In reply to an earlier post on 2 Apr 2014 15:28:45 BDT
Thank you for taking the time to comment on my review. However, I'm not completely clear on what you're actually objecting to - do you feel that I have been unjust? What is your point about attending public school? All I said was that I thought Carey had a bit of a chip on his shoulder - I wasn't suggesting that public schools are in any way "better" than grammar schools. Perhaps you could explain.
Thank you

In reply to an earlier post on 7 Aug 2014 20:32:32 BDT
I think that possibly BJM is not too clear what s/he is objecting to either and anger has been sublimated into sarcasm and you are being 'outed' as a public-school sympathiser. Good review, Amanda: hardly uncritical but not what I'd call carping; as in fair-minded, i.e. what you set out to be. [ interested to know what BJM makes of the chapter on Hitler in 'The Intellectuals and the Masses.'!].

In reply to an earlier post on 11 Oct 2014 20:15:01 BDT
An excellent review, even if it did put me off buying the book!
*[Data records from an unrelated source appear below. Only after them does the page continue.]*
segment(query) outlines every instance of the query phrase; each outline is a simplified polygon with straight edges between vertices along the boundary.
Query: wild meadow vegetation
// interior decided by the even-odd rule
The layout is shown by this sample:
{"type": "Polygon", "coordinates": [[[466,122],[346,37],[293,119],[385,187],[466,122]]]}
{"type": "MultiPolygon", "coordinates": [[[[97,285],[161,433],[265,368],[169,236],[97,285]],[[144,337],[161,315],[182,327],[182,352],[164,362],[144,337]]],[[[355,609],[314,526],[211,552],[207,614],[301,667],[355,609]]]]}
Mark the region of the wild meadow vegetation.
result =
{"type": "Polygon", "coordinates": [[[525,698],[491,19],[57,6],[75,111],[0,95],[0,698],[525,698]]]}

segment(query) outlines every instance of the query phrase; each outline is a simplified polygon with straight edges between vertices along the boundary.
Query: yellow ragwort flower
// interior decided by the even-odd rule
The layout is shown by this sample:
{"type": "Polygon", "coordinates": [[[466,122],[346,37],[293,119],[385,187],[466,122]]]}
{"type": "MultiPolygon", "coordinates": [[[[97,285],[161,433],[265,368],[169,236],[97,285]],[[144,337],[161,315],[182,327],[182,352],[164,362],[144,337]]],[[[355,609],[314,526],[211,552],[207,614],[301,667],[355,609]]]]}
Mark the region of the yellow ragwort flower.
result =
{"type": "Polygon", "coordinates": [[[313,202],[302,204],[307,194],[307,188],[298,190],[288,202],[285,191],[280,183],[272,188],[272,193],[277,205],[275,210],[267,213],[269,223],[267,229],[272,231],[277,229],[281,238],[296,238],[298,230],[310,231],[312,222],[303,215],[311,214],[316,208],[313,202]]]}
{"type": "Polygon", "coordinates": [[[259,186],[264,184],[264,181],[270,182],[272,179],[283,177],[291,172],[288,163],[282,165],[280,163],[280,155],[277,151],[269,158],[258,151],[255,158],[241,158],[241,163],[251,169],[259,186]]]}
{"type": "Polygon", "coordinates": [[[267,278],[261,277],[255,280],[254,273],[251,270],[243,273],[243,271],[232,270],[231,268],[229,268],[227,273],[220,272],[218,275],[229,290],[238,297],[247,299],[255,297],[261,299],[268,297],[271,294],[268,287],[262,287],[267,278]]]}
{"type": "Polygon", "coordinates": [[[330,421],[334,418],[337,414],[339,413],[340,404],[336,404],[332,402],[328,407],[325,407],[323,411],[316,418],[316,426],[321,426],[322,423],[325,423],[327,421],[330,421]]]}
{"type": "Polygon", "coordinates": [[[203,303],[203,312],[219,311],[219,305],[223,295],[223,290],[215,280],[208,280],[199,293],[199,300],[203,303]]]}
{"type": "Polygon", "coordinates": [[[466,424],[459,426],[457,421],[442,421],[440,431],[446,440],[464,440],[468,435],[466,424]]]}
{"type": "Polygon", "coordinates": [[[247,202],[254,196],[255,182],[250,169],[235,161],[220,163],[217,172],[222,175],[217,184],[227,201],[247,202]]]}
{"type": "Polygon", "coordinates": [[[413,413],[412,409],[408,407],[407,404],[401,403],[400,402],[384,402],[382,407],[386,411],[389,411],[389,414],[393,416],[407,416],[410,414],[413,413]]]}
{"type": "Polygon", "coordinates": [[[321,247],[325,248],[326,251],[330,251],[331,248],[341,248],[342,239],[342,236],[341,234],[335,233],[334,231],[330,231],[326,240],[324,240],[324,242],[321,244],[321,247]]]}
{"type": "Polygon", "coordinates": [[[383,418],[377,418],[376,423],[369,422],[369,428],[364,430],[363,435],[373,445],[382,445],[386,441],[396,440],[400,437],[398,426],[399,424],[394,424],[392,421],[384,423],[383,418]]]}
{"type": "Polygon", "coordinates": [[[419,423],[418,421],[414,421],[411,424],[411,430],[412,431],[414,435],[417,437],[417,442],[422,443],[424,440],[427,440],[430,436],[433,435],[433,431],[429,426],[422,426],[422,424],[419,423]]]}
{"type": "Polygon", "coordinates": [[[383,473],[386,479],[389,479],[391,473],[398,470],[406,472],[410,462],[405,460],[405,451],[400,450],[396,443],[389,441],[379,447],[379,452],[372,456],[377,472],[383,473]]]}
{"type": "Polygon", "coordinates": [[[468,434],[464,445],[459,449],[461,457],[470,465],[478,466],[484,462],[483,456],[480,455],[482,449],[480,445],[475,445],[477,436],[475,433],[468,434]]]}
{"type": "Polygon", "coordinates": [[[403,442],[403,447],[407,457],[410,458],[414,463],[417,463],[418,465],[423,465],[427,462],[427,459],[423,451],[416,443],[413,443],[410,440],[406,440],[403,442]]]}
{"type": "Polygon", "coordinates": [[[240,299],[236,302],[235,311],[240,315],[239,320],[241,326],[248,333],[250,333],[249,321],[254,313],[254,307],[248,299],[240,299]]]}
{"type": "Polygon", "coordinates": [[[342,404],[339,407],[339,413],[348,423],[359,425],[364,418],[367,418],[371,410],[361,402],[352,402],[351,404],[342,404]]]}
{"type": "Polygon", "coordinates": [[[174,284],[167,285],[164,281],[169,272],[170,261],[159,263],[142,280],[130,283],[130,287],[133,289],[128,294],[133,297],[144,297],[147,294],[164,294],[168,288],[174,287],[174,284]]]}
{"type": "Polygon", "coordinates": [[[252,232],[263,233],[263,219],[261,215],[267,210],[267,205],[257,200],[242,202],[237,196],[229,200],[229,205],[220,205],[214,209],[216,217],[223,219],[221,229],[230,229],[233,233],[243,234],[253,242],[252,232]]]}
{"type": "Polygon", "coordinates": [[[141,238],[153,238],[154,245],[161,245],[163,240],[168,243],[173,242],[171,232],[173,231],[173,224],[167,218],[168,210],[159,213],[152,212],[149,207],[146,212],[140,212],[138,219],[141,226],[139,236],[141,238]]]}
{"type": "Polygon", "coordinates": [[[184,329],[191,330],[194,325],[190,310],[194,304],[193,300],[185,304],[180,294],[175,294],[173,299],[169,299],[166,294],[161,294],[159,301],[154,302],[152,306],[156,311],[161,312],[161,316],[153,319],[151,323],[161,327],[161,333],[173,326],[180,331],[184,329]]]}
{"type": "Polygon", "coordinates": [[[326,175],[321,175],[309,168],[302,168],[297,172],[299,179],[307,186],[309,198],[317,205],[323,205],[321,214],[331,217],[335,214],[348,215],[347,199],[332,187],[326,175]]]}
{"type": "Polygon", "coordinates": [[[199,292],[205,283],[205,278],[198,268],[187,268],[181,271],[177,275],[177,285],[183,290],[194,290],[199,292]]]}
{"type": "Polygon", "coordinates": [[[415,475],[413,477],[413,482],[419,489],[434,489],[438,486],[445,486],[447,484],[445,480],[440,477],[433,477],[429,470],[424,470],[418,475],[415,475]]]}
There are too many academics around who think the rest of us need educating - and Carey comes over here as one of the worst.

Posted on 30 Mar 2015 08:36:00 BDT
Gothic Fan says:
I don't really understand why you felt the need to make that jibe about public schools and suggest that Carey has a chip on his shoulder because he didn't go to one. He makes it very clear that he admires Grammar Schools and mourns their passing.